Le sac en plastique sera-t-il éradiqué du Maroc?


Le sac en plastique, tristement célèbre peste du Maroc sera (je l'espère) éradiqué, après que le gouvernement ai adopté une loi interdisant la fabrication, l'importation et l'utilisation de sacs en plastique.

Le projet de loi n 77-15 présenté par le ministère de l'Industrie, porte sur l’interdiction de la fabrication, l’importation, l’exportation, la commercialisation et l’utilisation des sacs en plastique sur le territoire marocain. Il a été adopté à l’unanimité, en séance plénière, par la Chambre des représentants Bien que la législation vise les sacs en plastique habituellement offerts dans les souks ou les supermarchés, d'autres types de sacs sont limités. Les sacs destinés à l'usage agricole ou industriel, la collecte des ordures, sacs isothermes ou congélateur seront désormais utilisés dans des conditions strictes qui interdisent l'utilisation "à des fins contraires à ce qui motivent leur production". Cependant, des cyniques émettent de sérieux doutes : ils ont une certaine logique historique de leur côté. La première tentative d’éradication pour réduire l'utilisation de sacs en plastiquea été faite en 2009, sans grands succès… Le décret ministériel publié en Septembre 2009 interdit la fabrication et l'utilisation des sacs de plastique noir qui jonchent les rues, les campagnes et les plages à travers le Maroc. Le décret impose des normes obligatoires (épaisseur et la qualité du plastique utilisé, l'impact sur l'alimentation, recyclage, etc.) qui devait être respecté par les producteurs ou importateurs de sacs en plastique.
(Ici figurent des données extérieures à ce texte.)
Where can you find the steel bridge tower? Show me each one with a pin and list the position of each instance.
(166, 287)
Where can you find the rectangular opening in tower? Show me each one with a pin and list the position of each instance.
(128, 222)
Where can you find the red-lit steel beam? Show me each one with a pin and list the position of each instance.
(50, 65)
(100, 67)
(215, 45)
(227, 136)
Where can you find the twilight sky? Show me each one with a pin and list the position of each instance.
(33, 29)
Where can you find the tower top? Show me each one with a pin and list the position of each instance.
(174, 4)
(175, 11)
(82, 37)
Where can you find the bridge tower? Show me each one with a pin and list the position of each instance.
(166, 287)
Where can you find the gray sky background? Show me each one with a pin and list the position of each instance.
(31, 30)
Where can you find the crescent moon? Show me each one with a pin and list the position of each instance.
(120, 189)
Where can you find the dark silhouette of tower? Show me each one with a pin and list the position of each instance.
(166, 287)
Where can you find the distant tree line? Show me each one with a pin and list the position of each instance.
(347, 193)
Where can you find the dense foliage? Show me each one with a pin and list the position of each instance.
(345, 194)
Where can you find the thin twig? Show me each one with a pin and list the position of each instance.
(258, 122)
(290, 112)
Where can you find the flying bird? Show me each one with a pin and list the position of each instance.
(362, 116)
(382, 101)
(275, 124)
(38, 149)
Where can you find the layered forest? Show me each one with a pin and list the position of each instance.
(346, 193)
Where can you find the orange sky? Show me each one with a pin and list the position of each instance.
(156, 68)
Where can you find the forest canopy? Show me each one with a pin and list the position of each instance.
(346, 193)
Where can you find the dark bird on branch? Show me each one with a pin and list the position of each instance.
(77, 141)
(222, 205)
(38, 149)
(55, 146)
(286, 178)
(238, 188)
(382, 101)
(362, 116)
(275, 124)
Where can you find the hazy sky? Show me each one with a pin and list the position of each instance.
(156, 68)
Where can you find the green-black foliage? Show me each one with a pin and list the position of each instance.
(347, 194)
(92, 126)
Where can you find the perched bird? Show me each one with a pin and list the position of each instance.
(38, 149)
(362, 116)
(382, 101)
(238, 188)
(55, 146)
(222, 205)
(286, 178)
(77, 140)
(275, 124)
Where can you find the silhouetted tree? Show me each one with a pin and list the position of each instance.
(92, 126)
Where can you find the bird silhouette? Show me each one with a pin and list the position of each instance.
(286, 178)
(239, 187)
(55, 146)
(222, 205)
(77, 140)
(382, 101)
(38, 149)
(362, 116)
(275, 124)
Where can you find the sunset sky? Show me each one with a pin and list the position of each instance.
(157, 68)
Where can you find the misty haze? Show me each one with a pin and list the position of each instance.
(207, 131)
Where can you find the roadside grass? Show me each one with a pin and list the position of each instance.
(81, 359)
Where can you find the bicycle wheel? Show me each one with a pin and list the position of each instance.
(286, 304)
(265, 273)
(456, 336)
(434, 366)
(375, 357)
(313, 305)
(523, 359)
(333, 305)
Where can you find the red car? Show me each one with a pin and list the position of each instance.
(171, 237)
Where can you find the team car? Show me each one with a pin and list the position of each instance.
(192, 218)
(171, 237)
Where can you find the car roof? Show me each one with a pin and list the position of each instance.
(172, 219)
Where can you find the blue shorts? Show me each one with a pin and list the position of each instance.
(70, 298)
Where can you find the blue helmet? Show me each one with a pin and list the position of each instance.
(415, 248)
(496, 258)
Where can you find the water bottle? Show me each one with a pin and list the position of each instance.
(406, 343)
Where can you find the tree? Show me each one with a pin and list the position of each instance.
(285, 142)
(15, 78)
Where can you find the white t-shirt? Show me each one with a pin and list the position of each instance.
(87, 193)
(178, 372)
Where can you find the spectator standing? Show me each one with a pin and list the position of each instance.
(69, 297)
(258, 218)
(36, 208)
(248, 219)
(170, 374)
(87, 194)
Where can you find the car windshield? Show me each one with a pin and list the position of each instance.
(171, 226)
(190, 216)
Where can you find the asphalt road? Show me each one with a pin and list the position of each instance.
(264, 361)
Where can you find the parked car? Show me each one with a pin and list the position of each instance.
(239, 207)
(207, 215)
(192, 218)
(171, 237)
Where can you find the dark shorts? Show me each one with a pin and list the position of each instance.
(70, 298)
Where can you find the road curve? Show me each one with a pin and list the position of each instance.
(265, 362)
Puis en 2011, un projet de loi sur l'utilisation des sacs en plastique dégradables et biodégradables a été adoptée le 16 Juin. Cela visait à limiter la consommation de sacs en plastique au Maroc. La nouvelle loi de 2011 a été mal accueillie par les fabricants qui ont fait valoir que la modification de leur processus de fabrication pour faire des sacs dégradables et biodégradables nécessiterait d'énormes investissements. Pour se conformer à la loi, un fabricant-industriel devra investir entre 500.000 et 1,3 millions de dirhams. Le viol de la loi pourrait cependant entraîner des amendes allant de 500.000 entre 10.000 et DH. Cependant, aucune preuve de poursuites n’a pu être trouvée à ce jour. Le choix du type d'emballage, papier ou en plastique, reste délicate. Selon une étude publiée par The Economist "le sac en plastique consomme 18% moins d'énergie et moins de 3% de la quantité d'eau utilisée pour fabriquer un sac de papier. Les sacs en plastique généreraient 80% moins de déchets que les sacs en papier tandis que le recyclage nécessite 91% moins l'énergie. " Malheureusement, l'analyse est contestable car l'étude a été commandée par Greenberry, un fabricant de sacs en plastique! Une campagne nationale de sensibilisation, «Maroc sans sacs en plastique", a eu lieu en Octobre 2012 pour sensibiliser les Marocains sur le danger des sacs en plastique pour l'environnement et la nécessité d'utiliser d'autres alternatives. La campagne, parrainée par une association locale, "Mawarid", visait à sensibiliser le public aux problèmes posés par les sacs en plastique non biodégradables et à promouvoir auprès des détaillants et des consommateurs environnement des alternatives durables pratiques.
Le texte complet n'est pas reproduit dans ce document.